Mais adiante, ao considerarem que as maneiras do tornar-se humano são tão numerosas quanto o são as culturas humanas, esses autores afirmam não haver uma natureza humana como um substrato biológico fixo, mas sim entendida como um conjunto de constantes antropológicas, dentre as quais se destacam a abertura para o mundo e a plasticidade de nossa estrutura instintiva. Portanto, melhor que dizer que o homem tem uma natureza é dizer que ele constrói sua natureza, ou seja, que produz a si mesmo. A respeito dessa plasticidade e dessa abertura para o mundo, que configuram inúmeras possibilidades de percursos, assim declara uma aluna idosa: Eu acho que as pessoas não têm um destino certo.

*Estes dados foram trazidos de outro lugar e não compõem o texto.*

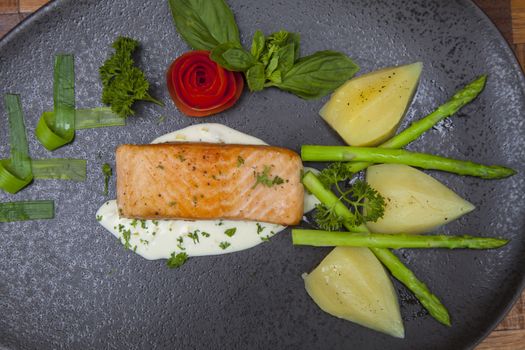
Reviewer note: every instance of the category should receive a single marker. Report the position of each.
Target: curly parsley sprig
(365, 203)
(123, 83)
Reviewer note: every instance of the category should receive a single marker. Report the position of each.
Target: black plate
(69, 283)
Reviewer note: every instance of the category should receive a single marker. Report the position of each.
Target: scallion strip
(58, 168)
(57, 129)
(90, 118)
(27, 210)
(15, 172)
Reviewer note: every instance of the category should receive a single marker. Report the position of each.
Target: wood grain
(509, 17)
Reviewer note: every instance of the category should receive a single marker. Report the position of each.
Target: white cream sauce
(158, 239)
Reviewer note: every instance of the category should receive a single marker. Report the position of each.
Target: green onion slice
(15, 172)
(58, 168)
(90, 118)
(57, 129)
(27, 210)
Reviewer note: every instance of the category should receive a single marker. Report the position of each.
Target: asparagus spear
(395, 241)
(460, 99)
(398, 156)
(391, 262)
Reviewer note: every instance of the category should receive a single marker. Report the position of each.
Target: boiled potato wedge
(350, 283)
(367, 110)
(415, 201)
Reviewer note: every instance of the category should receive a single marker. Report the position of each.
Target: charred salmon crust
(209, 181)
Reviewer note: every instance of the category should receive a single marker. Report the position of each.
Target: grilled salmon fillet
(209, 181)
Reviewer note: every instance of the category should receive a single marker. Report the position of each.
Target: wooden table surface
(509, 17)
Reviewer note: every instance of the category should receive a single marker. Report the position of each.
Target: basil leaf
(295, 38)
(272, 65)
(258, 44)
(233, 57)
(279, 38)
(255, 77)
(317, 75)
(204, 24)
(275, 77)
(286, 56)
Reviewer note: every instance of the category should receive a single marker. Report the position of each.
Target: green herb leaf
(204, 24)
(107, 172)
(275, 77)
(176, 260)
(295, 38)
(272, 66)
(286, 56)
(365, 203)
(258, 44)
(27, 210)
(230, 232)
(123, 83)
(317, 75)
(255, 77)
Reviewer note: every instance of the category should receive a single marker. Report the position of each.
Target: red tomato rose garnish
(200, 87)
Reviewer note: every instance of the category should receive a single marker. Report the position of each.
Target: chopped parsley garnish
(230, 232)
(107, 172)
(126, 234)
(176, 260)
(224, 245)
(265, 179)
(240, 161)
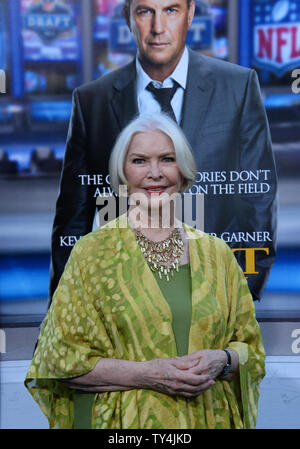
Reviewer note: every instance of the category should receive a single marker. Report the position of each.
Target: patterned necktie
(164, 96)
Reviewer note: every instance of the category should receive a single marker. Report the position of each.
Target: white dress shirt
(146, 101)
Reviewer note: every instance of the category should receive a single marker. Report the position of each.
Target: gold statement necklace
(160, 254)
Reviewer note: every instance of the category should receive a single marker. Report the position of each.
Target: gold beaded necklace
(164, 256)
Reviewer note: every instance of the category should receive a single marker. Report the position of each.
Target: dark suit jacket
(226, 125)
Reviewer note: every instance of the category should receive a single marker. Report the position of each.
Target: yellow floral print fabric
(108, 304)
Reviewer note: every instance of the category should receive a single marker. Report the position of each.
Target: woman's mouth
(155, 189)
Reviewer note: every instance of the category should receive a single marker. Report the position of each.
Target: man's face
(159, 28)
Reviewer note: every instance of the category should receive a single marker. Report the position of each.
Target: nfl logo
(276, 35)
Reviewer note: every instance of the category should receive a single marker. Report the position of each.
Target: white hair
(145, 123)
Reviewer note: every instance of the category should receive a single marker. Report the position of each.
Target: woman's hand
(176, 376)
(212, 362)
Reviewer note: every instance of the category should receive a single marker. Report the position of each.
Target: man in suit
(219, 107)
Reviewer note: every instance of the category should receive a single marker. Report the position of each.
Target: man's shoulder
(105, 82)
(218, 66)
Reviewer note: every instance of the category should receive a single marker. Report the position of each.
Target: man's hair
(128, 2)
(146, 123)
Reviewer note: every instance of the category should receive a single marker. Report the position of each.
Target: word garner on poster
(153, 438)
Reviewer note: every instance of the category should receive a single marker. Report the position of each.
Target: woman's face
(150, 165)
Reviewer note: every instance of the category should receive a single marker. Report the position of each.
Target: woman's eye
(138, 161)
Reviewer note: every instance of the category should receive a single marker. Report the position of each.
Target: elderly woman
(155, 323)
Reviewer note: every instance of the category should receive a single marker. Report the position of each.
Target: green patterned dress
(109, 304)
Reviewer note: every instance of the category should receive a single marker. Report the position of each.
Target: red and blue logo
(276, 35)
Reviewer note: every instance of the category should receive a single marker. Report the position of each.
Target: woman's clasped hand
(187, 376)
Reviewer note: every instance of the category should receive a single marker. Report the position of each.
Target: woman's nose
(155, 171)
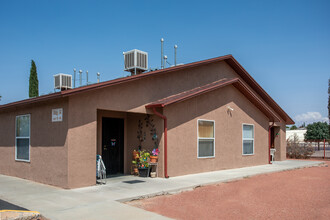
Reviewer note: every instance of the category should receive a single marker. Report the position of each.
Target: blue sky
(284, 45)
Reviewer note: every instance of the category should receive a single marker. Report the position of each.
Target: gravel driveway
(296, 194)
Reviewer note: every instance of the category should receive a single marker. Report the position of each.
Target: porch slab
(118, 189)
(104, 201)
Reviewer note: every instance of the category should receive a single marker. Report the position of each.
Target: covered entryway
(113, 145)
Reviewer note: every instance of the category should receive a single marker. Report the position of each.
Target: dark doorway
(272, 137)
(113, 145)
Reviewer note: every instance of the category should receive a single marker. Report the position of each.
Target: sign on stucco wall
(57, 114)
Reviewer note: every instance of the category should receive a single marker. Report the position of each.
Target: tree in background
(293, 127)
(316, 132)
(33, 81)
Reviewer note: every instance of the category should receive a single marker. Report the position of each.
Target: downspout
(269, 140)
(165, 139)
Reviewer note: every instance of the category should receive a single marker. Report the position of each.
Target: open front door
(113, 145)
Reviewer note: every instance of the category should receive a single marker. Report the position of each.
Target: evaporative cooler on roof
(62, 81)
(136, 61)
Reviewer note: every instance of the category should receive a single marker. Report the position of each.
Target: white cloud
(311, 117)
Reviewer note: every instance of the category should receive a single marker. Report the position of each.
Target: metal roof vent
(62, 81)
(136, 61)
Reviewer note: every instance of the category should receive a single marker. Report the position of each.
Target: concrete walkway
(104, 201)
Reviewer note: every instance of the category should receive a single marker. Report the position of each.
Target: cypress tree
(33, 81)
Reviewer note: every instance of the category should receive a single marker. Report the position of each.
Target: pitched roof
(239, 84)
(229, 59)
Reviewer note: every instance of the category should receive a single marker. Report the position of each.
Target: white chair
(272, 154)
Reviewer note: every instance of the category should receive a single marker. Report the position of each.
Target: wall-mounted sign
(57, 114)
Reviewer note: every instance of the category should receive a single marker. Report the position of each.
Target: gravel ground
(295, 194)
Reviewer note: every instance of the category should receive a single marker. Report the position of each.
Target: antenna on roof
(98, 77)
(74, 77)
(80, 77)
(175, 48)
(162, 53)
(86, 77)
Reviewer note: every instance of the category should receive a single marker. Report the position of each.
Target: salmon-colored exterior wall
(83, 124)
(182, 132)
(48, 145)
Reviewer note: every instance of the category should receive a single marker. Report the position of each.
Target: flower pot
(135, 154)
(143, 172)
(152, 174)
(153, 159)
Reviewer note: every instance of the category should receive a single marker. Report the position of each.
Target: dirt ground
(296, 194)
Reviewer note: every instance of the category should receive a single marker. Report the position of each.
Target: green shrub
(293, 150)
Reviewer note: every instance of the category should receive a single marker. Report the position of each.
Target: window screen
(23, 137)
(248, 139)
(205, 138)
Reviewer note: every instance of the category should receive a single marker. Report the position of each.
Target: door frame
(111, 114)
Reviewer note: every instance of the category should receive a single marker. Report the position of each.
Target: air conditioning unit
(62, 81)
(136, 61)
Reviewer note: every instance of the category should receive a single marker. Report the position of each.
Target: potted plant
(154, 155)
(143, 164)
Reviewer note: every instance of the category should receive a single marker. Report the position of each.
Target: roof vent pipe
(175, 47)
(98, 77)
(162, 53)
(80, 77)
(74, 77)
(165, 59)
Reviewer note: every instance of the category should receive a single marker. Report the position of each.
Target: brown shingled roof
(236, 82)
(228, 58)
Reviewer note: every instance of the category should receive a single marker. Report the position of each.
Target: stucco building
(208, 115)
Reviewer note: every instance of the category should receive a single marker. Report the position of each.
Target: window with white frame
(22, 151)
(205, 138)
(248, 139)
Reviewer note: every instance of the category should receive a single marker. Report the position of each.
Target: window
(248, 139)
(22, 151)
(205, 138)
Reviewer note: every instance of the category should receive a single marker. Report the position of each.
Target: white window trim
(16, 159)
(247, 139)
(198, 138)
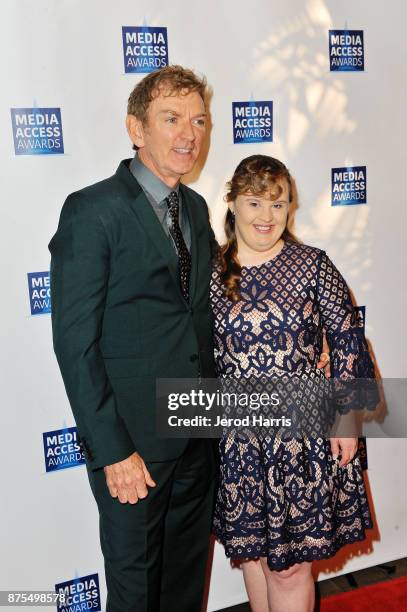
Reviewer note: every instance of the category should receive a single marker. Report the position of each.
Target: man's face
(170, 140)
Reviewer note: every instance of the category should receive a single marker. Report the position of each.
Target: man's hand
(128, 479)
(346, 447)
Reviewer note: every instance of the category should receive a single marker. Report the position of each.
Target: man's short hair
(172, 80)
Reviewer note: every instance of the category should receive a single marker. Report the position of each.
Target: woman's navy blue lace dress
(288, 500)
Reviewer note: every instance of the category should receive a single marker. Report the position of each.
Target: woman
(282, 504)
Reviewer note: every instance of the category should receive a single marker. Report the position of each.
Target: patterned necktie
(184, 257)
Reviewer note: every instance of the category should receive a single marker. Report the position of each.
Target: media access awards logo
(39, 291)
(62, 449)
(349, 186)
(145, 49)
(37, 131)
(79, 594)
(346, 50)
(252, 122)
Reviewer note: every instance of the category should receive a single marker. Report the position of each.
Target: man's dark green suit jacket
(119, 318)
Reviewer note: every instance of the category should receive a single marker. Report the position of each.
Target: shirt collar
(149, 181)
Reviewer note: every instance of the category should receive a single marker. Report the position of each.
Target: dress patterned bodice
(277, 325)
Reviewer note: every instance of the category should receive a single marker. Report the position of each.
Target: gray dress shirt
(156, 191)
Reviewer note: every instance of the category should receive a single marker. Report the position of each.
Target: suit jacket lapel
(150, 223)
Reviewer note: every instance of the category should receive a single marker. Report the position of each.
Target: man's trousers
(156, 551)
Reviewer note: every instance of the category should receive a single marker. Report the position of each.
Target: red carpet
(389, 596)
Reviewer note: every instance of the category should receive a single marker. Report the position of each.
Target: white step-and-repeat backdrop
(319, 84)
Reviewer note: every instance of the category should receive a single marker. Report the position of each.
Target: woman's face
(260, 221)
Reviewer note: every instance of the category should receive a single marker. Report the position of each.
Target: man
(130, 276)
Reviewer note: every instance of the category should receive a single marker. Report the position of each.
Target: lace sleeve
(350, 358)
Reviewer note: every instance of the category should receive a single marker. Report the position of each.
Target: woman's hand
(346, 447)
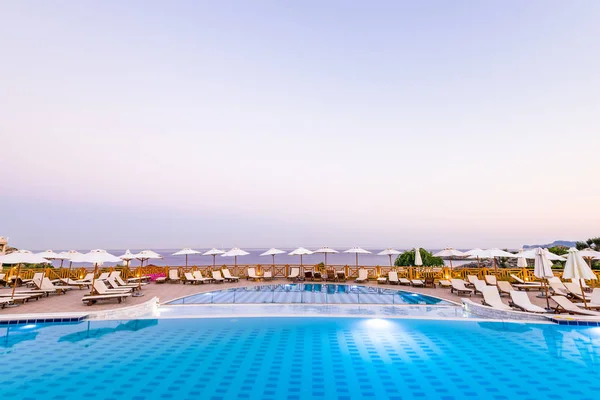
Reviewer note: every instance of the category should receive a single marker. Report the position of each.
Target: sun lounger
(504, 287)
(362, 276)
(445, 283)
(471, 280)
(217, 277)
(93, 299)
(393, 278)
(491, 298)
(294, 274)
(522, 282)
(521, 300)
(404, 281)
(594, 299)
(113, 284)
(565, 305)
(189, 278)
(201, 279)
(458, 286)
(228, 277)
(173, 276)
(479, 285)
(574, 291)
(490, 279)
(252, 274)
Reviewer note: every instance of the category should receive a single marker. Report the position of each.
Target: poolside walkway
(71, 302)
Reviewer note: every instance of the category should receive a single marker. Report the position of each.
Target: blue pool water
(310, 293)
(298, 358)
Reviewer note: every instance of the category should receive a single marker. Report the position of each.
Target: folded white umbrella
(449, 252)
(214, 252)
(300, 251)
(357, 251)
(96, 257)
(326, 250)
(542, 269)
(21, 257)
(577, 268)
(521, 261)
(272, 252)
(389, 252)
(235, 252)
(186, 252)
(418, 259)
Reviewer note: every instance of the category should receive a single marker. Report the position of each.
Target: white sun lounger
(504, 287)
(594, 300)
(479, 285)
(228, 277)
(294, 273)
(217, 277)
(198, 276)
(574, 290)
(564, 304)
(521, 300)
(522, 282)
(362, 275)
(490, 279)
(491, 298)
(252, 274)
(458, 286)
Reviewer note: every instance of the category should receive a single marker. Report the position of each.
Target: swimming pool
(298, 358)
(310, 293)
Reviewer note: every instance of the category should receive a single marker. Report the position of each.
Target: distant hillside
(566, 243)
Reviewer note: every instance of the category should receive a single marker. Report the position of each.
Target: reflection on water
(311, 293)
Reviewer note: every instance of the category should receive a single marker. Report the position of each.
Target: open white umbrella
(235, 252)
(214, 252)
(68, 255)
(542, 269)
(96, 257)
(357, 251)
(389, 252)
(144, 255)
(127, 257)
(418, 259)
(577, 268)
(186, 252)
(21, 257)
(325, 250)
(449, 252)
(272, 252)
(300, 251)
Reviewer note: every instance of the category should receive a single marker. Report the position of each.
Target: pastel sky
(153, 124)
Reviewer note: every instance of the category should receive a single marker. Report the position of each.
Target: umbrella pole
(94, 278)
(12, 296)
(582, 294)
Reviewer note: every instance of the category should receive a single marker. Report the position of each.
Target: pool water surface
(298, 358)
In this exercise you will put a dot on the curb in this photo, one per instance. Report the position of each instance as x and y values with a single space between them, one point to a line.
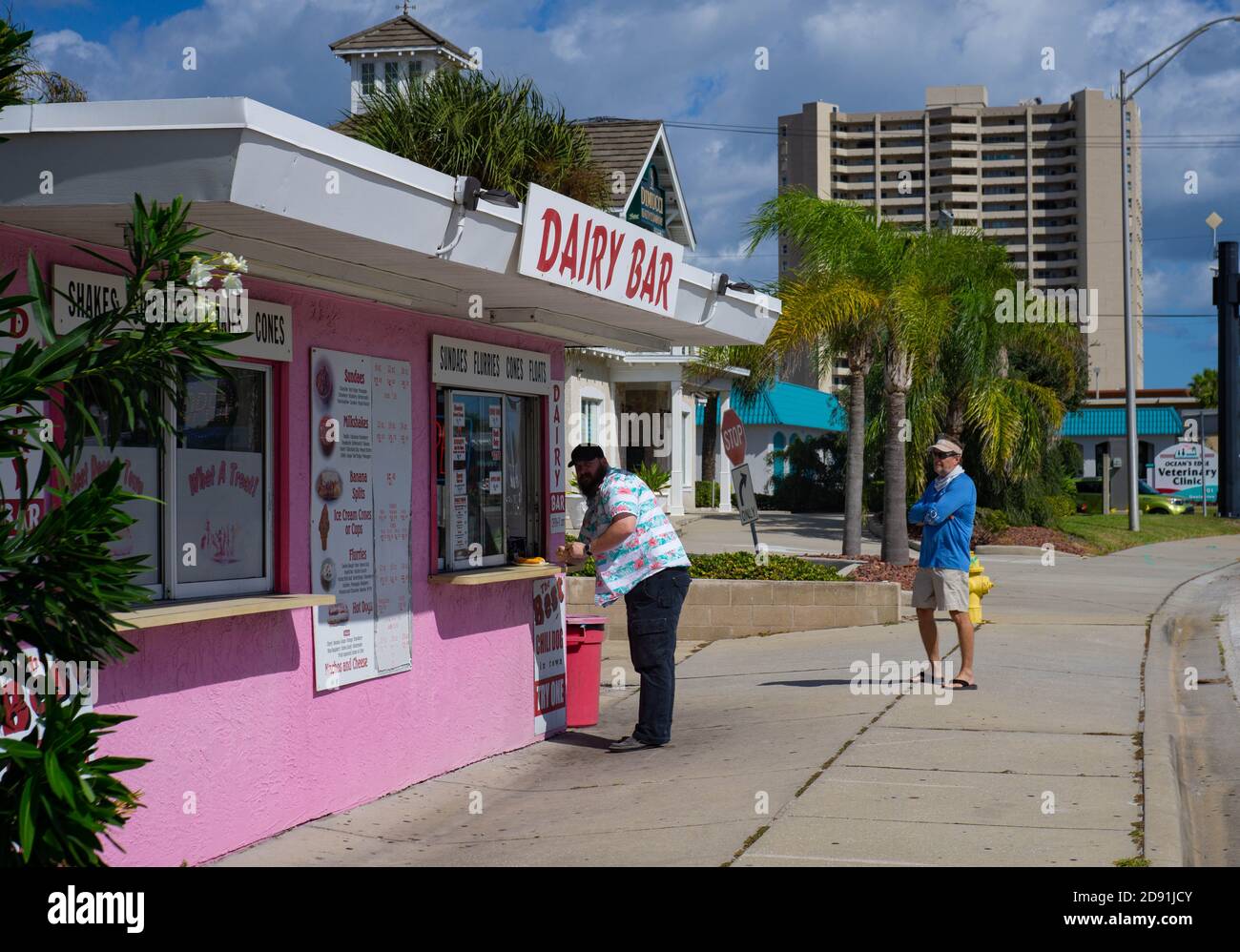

O futuro só Deus sabe. Eu não acredito muito em destino. Mesmo quando a gente está velha pode mudar. Eu mesma mudei bastante nos últimos anos. Agora, quando se é moço, Nossa Senhora!, dá pra fazer tanta coisa! Cada um escolhe seu caminho e faz a sua vida (Dona Vilma, 76 anos). Berger e Luckmann chamam de universo simbólico “a matriz de todos os significados socialmente objetivados e subjetivamente reais. A

2 Id., ibid., p. 71.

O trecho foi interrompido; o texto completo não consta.